= Philip W. Cook =

American journalist

Philip W. Cook is an American journalist. He is the author of Abused Men – The Hidden Side of Domestic Violence, as well as the co-author, with Tammy L. Hodo, of When Women Sexually Abuse Men: The Hidden Side of Rape, Stalking, Harassment, and Sexual Assault.

==Education==
He obtained his degree in journalism from the University of Oregon.

==Career==
Cook focuses his work on domestic violence and family programs. He examines the results of research, the feelings and problems of victims, and the response of the media on the issue. He has been the director of radio stations in Texas and Oregon as well as director of television news stations in Washington and Nevada.

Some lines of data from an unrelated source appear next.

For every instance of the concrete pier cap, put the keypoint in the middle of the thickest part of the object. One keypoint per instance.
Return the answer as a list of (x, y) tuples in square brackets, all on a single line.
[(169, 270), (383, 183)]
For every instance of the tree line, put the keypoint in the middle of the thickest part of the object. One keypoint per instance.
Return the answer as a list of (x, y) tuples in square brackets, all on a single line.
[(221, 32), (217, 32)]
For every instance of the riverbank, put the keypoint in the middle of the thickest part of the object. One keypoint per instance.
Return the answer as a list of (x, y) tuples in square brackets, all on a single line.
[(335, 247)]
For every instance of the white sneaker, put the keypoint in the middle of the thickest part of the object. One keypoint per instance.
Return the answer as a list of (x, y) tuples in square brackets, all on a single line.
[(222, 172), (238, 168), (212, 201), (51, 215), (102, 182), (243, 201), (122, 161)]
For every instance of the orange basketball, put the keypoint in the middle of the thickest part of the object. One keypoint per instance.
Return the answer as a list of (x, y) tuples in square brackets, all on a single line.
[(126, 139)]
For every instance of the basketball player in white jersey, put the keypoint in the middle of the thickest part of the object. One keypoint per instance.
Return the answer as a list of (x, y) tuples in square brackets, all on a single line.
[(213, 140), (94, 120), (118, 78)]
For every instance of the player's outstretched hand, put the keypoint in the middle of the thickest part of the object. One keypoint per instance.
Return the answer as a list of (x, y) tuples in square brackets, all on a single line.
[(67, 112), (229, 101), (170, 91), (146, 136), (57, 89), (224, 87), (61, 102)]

Cook left journalism for a year and became a stay at home dad for his one child. He later returned to work where he was the program director and eventually executive director of PACE Institute For Families in Transition. Here, Cook along with many others, created classes called "Children for Divorce". The class required all divorcing and separating parents with children to attend and taught the parents how to not involve the children in the conflicts, diffuse anger, and improve the children's self-esteem. The classes are now mandatory, for parents divorcing or splitting up, in one-third of Oregon counties.

==Awards and honors==
Cook has received a number of awards for his reporting from the Associated Press and the Professional Journalism Society. The Radio Television News Directors Association also recognized him as a national scholarship recipient.

==Appearances==
Cook has appeared on a variety of different national television and radio shows which include: MSNBC, Fox TV's "The Crier Report", "The Sally Jesse Raphael Show", "The Home and Family Show", Westwood Radio Network (Jim Bohannon Show, Dirk Van), and CBS radio. His domestic violence articles have been published in The Employee Assistance Professional "Exchange" Magazine, The Oregonian, Women's Freedom Network Magazine, and many others.